There is still a lot to learn about how we can use our knowledge of the human genome to help advance medical treatments. It is hoped that information from the Human Genome Project will allow scientists to develop new ways of treating or diagnosing illnesses, especially genetic disorders and cancer.
A person with cystic fibrosis has inherited two faulty alleles for a certain gene on one of their chromosomes, chromosome 7. It is hoped that it may one day be possible to repair the faulty alleles using gene therapy, perhaps by putting the normal allele into the cells of the lungs. This would greatly improve the lives of people with cystic fibrosis, who often need lung transplants as their illness progresses. By understanding the human genome in more detail, gene therapy for cystic fibrosis has become more likely.
Members of some families are particularly at risk of developing certain types of breast cancer, because they carry faulty alleles. Following the HGP, these alleles have been identified. It is now possible to test people to see if they have these alleles in their DNA. This will predict the likelihood of them developing the disease. This process allows the person to make decisions, if they wish, about whether to have surgery to remove breast tissue before any cancer develops in their breasts. It also allows doctors to predict the chance of any offspring having the disease if both parents are tested for the alleles.
Huntington's disorder is caused by a dominant allele. The symptoms usually develop in middle age, and include tremors, clumsiness, mood changes, memory loss and the inability to concentrate. Patients of Huntington's disease have often had children by the time their symptoms develop. By understanding the human genome, it is possible for offspring of the patient to choose to be tested and see if they have inherited the dominant allele.

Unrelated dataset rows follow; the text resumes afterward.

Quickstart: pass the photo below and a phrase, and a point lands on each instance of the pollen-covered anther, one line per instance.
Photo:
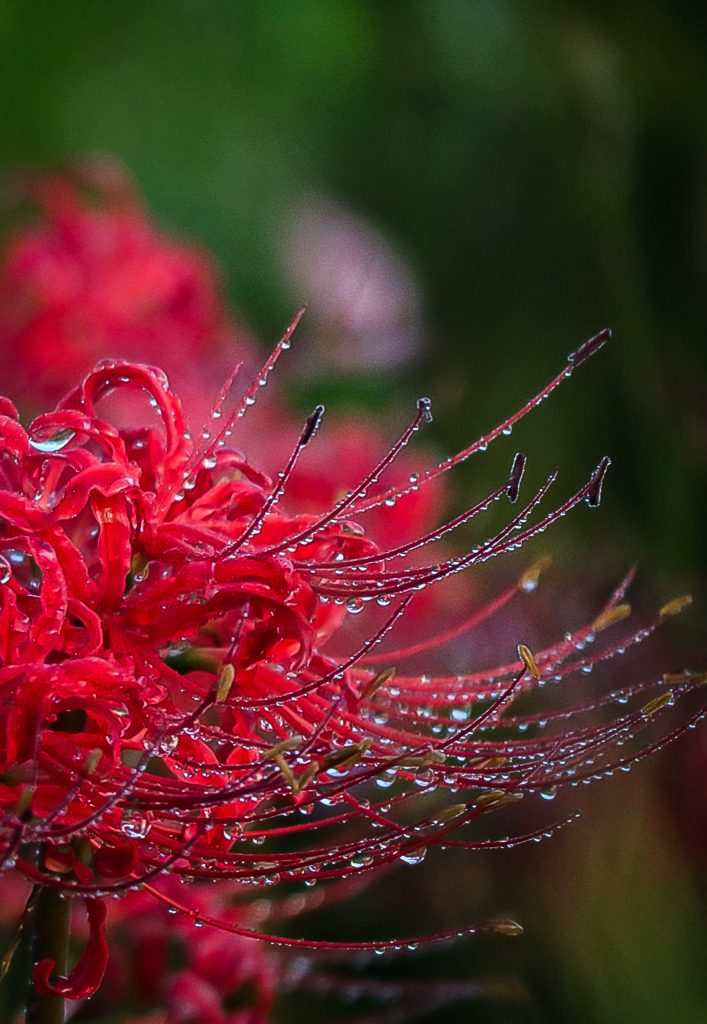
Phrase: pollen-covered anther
(347, 756)
(529, 580)
(291, 743)
(380, 679)
(224, 682)
(497, 798)
(450, 813)
(611, 616)
(653, 706)
(528, 659)
(92, 760)
(675, 606)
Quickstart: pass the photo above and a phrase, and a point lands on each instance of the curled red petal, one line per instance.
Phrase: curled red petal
(88, 973)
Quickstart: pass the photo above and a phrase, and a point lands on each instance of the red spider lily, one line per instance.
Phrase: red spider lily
(91, 276)
(170, 698)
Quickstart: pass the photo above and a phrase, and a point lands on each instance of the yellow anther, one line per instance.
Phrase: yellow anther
(497, 798)
(611, 615)
(675, 606)
(224, 681)
(378, 680)
(92, 761)
(526, 656)
(529, 580)
(287, 744)
(657, 704)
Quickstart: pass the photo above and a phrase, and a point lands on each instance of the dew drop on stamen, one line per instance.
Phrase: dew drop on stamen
(5, 570)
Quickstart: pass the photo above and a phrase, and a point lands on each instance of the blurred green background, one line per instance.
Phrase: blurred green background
(526, 174)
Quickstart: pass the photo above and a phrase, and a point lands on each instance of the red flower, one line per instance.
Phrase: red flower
(171, 687)
(94, 278)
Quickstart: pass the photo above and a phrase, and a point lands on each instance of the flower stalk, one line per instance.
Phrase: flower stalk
(50, 932)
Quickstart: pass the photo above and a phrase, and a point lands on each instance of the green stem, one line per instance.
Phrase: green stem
(51, 926)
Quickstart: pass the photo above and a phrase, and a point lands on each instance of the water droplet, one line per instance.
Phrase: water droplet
(135, 825)
(55, 442)
(414, 857)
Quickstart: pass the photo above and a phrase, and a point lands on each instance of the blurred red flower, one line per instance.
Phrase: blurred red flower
(91, 276)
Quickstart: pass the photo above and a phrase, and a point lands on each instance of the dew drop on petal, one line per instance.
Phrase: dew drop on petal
(55, 442)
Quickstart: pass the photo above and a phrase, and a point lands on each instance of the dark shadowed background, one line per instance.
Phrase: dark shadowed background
(463, 190)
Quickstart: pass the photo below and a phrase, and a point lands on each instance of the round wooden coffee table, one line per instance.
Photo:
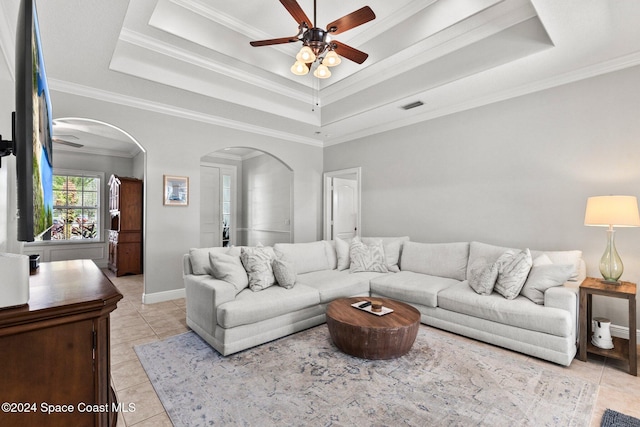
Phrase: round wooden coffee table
(366, 335)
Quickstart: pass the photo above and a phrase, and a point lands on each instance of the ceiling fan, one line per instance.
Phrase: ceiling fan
(317, 44)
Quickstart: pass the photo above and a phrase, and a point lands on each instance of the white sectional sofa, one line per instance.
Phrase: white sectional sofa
(433, 277)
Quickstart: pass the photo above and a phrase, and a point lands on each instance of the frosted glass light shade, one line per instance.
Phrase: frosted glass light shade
(306, 55)
(299, 68)
(322, 72)
(617, 211)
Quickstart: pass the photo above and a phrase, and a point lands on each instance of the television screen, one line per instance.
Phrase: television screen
(33, 125)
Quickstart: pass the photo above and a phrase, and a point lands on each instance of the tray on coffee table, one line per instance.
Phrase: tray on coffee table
(385, 310)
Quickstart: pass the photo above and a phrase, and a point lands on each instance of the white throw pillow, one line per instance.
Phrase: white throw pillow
(392, 249)
(513, 269)
(229, 268)
(367, 257)
(284, 272)
(257, 262)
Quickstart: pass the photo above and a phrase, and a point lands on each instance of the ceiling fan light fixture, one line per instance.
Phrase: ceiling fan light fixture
(322, 72)
(331, 59)
(306, 55)
(299, 68)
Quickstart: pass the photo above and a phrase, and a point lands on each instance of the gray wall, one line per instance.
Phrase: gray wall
(266, 197)
(515, 173)
(175, 146)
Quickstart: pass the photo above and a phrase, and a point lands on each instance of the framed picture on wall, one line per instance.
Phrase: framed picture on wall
(176, 190)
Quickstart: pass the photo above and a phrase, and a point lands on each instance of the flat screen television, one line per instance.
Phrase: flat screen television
(32, 141)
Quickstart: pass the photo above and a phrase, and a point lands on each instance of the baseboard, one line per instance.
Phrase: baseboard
(163, 296)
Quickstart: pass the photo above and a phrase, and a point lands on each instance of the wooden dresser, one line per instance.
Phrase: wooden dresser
(125, 234)
(55, 350)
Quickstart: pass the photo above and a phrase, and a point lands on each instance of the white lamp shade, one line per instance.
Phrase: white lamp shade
(306, 55)
(299, 68)
(618, 211)
(322, 72)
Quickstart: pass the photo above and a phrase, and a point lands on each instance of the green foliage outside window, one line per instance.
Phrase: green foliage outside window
(76, 207)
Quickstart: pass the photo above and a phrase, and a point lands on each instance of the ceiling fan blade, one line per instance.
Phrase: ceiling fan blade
(352, 20)
(349, 52)
(274, 41)
(296, 11)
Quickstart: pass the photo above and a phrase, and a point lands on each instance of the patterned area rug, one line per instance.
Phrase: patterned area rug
(612, 418)
(304, 380)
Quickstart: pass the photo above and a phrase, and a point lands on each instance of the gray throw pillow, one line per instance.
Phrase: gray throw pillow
(483, 276)
(284, 272)
(229, 268)
(513, 269)
(367, 257)
(543, 277)
(257, 262)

Some people do not want to know if they will develop the disease and want to go on living their lives as normal. Other people feel better if they can prepare themselves for what is going to happen to them later on in life.
A huge breakthrough in medicine has been the ability to sequence the DNA in cancer cells. The sequence can be compared to the sequence found by the Human Genome Project. This allows scientists to work out which genes are mutated and this gives them ideas for developing medicines. For example, it was found that certain breast cancers have a mutation in a gene called HER-2. By finding this out, scientists were then able to produce a monoclonal antibody that was specifically targeted to cancer cells that had the mutation. The treatment is very successful and could not have been developed without our detailed knowledge of DNA sequencing and the human genome.
It is hoped that more and more medicines can be developed now that the sequence of the human genome is known. Being able to target diseases with specific medicines, and using gene therapy to treat diseases on a patient-by-patient basis, will revolutionise modern medicine. Patients can also respond to drugs differently. Sometimes one disease can be caused by a variety of different mutations or risk factors. Pharmacogenetics is the study of an individual's genome to predict how they will respond to a drug treatment. This type of medicine will also help to make sure that drugs are only used if the doctors know they are going to work. This means the patient is more likely to respond to the drugs and also reduces the use of ineffective drugs, saving limited NHS resources.